For all property investors that regularly follow news in the property sector, there are two undeniable facts that have been repeated over and over again. The first is that of a global credit crunch and the second of a mass exodus from property investments in the last few months. With all the evidence produced in favour of these two statements, it would seem as if they are both beyond verbal disagreement. Or are they?

The EBS building society has recently come up with the results of a survey done in partnership with the Gunne Residential Company; results that might very well be surprising to many seasoned investors and readers.

In this survey, a mere five per cent of respondents expected their property portfolio to decrease in size within the next half decade. Within the buy-to-let subgroup of property owners, 93 per cent of the respondents said that they were at the very least going to maintain their current level of investment in the property market and a full 54 per cent said that they actually planned to increase their investment in property over the next half decade period. Furthermore and perhaps most surprisingly, almost half of those surveyed at 43 per cent reported an increase in their property investment returns in recent times.
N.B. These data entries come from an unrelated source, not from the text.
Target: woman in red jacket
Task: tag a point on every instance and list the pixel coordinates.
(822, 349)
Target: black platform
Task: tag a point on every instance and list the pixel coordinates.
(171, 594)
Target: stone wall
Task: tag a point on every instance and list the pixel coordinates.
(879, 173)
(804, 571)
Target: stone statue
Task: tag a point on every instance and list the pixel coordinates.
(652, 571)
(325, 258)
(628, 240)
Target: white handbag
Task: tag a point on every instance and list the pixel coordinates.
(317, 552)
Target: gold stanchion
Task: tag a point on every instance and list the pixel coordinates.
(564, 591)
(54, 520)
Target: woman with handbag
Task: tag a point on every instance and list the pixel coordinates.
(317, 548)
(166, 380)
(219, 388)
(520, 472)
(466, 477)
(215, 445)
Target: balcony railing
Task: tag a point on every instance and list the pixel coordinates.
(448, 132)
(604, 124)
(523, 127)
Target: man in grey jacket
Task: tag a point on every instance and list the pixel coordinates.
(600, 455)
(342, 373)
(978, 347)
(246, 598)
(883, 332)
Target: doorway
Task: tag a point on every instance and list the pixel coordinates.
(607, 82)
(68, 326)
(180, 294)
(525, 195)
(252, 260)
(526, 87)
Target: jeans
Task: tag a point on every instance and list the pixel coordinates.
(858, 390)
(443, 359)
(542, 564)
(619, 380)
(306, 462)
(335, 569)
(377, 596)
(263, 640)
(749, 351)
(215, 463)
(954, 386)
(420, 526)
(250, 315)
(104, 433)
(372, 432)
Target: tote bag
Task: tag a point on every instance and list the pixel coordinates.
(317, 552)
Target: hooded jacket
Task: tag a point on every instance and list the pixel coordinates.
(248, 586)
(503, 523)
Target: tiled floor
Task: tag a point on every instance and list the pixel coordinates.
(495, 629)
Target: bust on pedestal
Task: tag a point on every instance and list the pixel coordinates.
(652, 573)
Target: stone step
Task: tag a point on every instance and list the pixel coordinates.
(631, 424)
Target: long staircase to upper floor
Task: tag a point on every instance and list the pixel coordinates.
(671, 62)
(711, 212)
Are these results reconcilable with all the news we have been receiving on credit crunches and massive sell-offs? In a way they are, since five per cent overall and seven per cent in the buy-to-let subgroup are probably large enough numbers to cause the mass hysteria that has been reported in the worldwide media. Of course, figures that show people holding onto their properties are also the ones being forced to do so by trust funds that have temporarily suspended withdrawals.

Therefore, it is possible for both views to coexist, and it would seem that there is light at the end of the property crisis tunnel. With more investors looking abroad for property investment opportunities, it is definitely possible that the property exodus may have been exaggerated.